>>513436342 (OP)
Sauce for the video is in the following text:
Germans don't even realize how many taxes they have. They just see the employer's payslip, because they are all wagies. But the company pays way more. A normal German wagie costs between 100 and 200k, for a net wage of 30 to 70k.
Lots of taxes that aren't named as taxes:
- The work the employer has to do to adapt laws, all that bureaucracy, fees, insurances like U1 and U3 et cetera. You have to do that as well.
- You pay your tax advisor.
- You work weekends to read the newest unhinged laws, that's thousands per year alone.
- Inflation is a major tax on wagies, almost 50% since 2020, per Euro M3.

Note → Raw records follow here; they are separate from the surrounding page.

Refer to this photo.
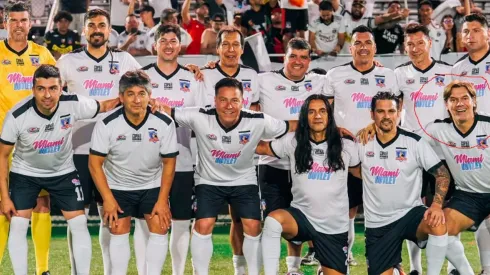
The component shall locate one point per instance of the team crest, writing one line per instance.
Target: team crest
(153, 135)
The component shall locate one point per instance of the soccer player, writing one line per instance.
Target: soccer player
(225, 170)
(475, 67)
(40, 128)
(129, 146)
(391, 167)
(94, 71)
(174, 86)
(320, 206)
(19, 59)
(282, 93)
(352, 86)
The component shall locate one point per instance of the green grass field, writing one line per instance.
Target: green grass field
(221, 263)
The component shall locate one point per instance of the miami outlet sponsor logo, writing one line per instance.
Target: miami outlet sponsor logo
(293, 104)
(423, 100)
(19, 81)
(319, 172)
(48, 147)
(361, 100)
(469, 163)
(382, 176)
(96, 88)
(221, 157)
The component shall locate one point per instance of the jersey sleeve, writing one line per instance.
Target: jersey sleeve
(10, 131)
(274, 128)
(100, 139)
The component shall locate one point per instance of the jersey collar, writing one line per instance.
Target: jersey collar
(14, 51)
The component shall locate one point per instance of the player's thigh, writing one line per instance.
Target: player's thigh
(181, 195)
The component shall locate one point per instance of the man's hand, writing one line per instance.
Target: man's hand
(162, 210)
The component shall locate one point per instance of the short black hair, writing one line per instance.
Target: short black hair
(478, 17)
(229, 29)
(163, 29)
(384, 96)
(97, 12)
(325, 6)
(63, 15)
(228, 82)
(46, 71)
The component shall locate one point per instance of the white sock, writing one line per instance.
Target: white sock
(82, 244)
(271, 245)
(140, 239)
(17, 244)
(455, 254)
(239, 265)
(252, 253)
(156, 253)
(104, 241)
(120, 254)
(436, 253)
(483, 240)
(201, 251)
(415, 256)
(179, 245)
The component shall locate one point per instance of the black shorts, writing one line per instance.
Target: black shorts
(136, 203)
(475, 206)
(89, 189)
(243, 199)
(65, 191)
(384, 244)
(330, 249)
(294, 20)
(354, 190)
(181, 196)
(275, 188)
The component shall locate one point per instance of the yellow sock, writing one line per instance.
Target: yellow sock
(41, 236)
(4, 233)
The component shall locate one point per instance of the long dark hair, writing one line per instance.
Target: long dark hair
(302, 153)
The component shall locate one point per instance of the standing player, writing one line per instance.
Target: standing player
(352, 87)
(282, 93)
(475, 68)
(227, 136)
(128, 149)
(320, 206)
(94, 71)
(40, 127)
(391, 168)
(174, 86)
(20, 58)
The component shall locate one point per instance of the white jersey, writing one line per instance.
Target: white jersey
(282, 98)
(320, 193)
(43, 144)
(470, 167)
(246, 75)
(134, 152)
(392, 176)
(225, 156)
(348, 24)
(97, 78)
(353, 91)
(176, 90)
(478, 73)
(326, 36)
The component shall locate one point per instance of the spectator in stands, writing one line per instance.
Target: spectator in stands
(62, 40)
(195, 27)
(389, 36)
(208, 40)
(133, 40)
(254, 20)
(324, 31)
(77, 9)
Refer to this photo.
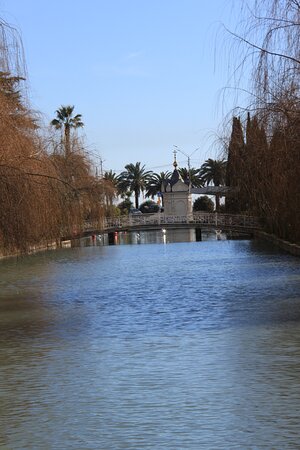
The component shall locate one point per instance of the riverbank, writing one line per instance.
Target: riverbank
(289, 247)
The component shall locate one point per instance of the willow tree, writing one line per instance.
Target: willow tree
(270, 38)
(66, 121)
(213, 171)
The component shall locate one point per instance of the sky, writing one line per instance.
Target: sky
(146, 75)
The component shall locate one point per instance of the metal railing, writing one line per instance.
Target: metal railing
(206, 219)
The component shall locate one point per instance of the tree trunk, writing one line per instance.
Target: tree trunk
(67, 141)
(136, 194)
(217, 202)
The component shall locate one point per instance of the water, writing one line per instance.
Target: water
(178, 346)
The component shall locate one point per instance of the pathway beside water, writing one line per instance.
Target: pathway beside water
(162, 346)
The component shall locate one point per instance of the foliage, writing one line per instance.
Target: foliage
(135, 179)
(125, 206)
(154, 185)
(265, 168)
(203, 203)
(66, 121)
(214, 171)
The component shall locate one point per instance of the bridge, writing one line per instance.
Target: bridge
(144, 222)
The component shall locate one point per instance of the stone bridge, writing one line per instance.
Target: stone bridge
(157, 221)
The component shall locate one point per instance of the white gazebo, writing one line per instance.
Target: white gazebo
(177, 195)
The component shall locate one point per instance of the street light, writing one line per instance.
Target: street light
(189, 159)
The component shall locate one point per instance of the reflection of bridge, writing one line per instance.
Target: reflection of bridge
(157, 221)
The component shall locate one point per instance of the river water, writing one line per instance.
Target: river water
(192, 345)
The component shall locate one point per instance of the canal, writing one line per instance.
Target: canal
(191, 345)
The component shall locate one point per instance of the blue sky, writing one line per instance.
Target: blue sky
(145, 74)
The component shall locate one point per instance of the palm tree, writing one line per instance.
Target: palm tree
(155, 183)
(135, 179)
(214, 171)
(65, 119)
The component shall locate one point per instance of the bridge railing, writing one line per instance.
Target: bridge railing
(210, 219)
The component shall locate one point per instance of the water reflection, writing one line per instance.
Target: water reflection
(179, 346)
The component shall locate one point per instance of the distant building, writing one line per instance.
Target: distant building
(177, 195)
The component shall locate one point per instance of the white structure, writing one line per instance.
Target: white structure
(177, 195)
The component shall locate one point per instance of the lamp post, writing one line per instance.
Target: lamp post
(189, 160)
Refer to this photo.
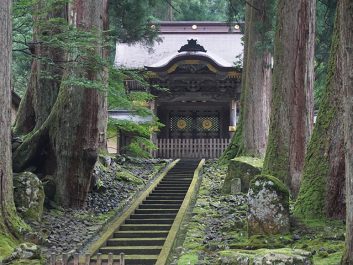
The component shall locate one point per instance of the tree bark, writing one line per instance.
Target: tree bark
(292, 91)
(252, 128)
(46, 73)
(66, 144)
(322, 189)
(237, 145)
(257, 83)
(346, 9)
(9, 222)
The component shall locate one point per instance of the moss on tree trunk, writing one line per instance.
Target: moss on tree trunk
(322, 189)
(10, 223)
(252, 128)
(66, 144)
(346, 11)
(292, 91)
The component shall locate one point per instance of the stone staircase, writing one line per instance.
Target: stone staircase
(144, 233)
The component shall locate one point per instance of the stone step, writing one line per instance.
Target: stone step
(159, 206)
(167, 194)
(144, 227)
(131, 259)
(174, 188)
(169, 191)
(136, 241)
(152, 201)
(156, 211)
(153, 216)
(144, 233)
(131, 250)
(141, 234)
(149, 221)
(175, 182)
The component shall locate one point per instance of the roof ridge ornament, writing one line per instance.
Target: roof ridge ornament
(192, 46)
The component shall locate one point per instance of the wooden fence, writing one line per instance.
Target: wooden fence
(77, 259)
(190, 148)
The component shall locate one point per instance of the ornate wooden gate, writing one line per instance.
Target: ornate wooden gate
(194, 124)
(190, 148)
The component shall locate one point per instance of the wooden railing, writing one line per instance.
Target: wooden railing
(77, 259)
(190, 148)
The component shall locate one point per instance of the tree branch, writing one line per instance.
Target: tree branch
(172, 6)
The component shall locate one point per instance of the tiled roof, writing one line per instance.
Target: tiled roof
(222, 43)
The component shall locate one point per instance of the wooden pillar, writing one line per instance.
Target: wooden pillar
(233, 117)
(153, 136)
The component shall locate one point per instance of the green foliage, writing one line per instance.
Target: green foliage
(325, 15)
(7, 245)
(193, 10)
(21, 35)
(313, 191)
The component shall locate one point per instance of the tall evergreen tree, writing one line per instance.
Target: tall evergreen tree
(252, 129)
(346, 11)
(65, 145)
(9, 222)
(322, 189)
(292, 91)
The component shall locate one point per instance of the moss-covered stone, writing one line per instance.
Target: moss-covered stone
(125, 175)
(7, 245)
(244, 168)
(265, 256)
(268, 206)
(189, 258)
(323, 174)
(28, 195)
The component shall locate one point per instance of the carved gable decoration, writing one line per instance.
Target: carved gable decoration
(192, 46)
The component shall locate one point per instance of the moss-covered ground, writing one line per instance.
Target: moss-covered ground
(7, 245)
(218, 228)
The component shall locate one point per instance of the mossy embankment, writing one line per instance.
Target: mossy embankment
(218, 228)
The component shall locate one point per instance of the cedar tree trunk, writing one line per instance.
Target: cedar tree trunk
(292, 91)
(257, 83)
(346, 9)
(322, 189)
(46, 71)
(9, 222)
(236, 145)
(252, 128)
(66, 145)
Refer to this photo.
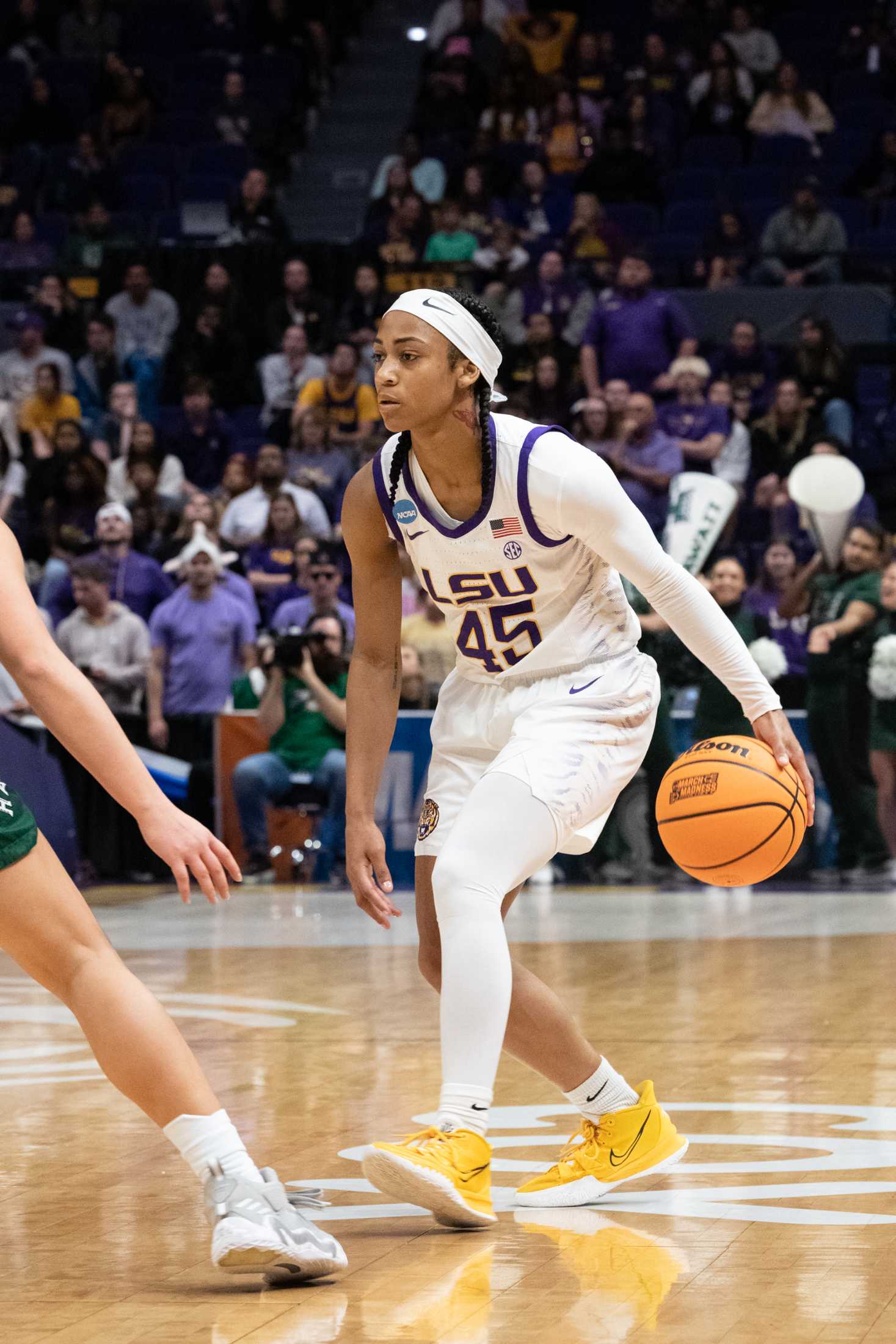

- Last but not least the Enev and its repercussions. Sauce of the vid is Nathaliedistraction. You could have had world leading robotics, but you had to spend all those billions on ancient glorified AC and styrofoam instead, and that loss in wealth is a tax, effectively.
- The time you spend searching for cheaper products, smaller flats, and wrangling these shitty products and life circumstances, that's a tax.
- Because you pay so many taxes, you can't afford a house, despite your employer paying one of the highest prices for a wagie in international competition. So the rent for the flat is a form of tax, in particular because the regulation is so tight, the landlord is basically a bureaucrat.
- If you ever inherit a house, you can not move, because the taxes on moving are so high. Call it the freedom of movement tax.
- If you want to leave the country, you get Wegzugsteuer. No one knows about this. For example, an entrepreneur pays more than 10x his yearly profit as a tax. That's more than a million to leave the country, for a little tradie shop that barely keeps you alive.
- The cost of diseases from living a cheap restricted life, that is also a tax, very expensive and irreversible, too.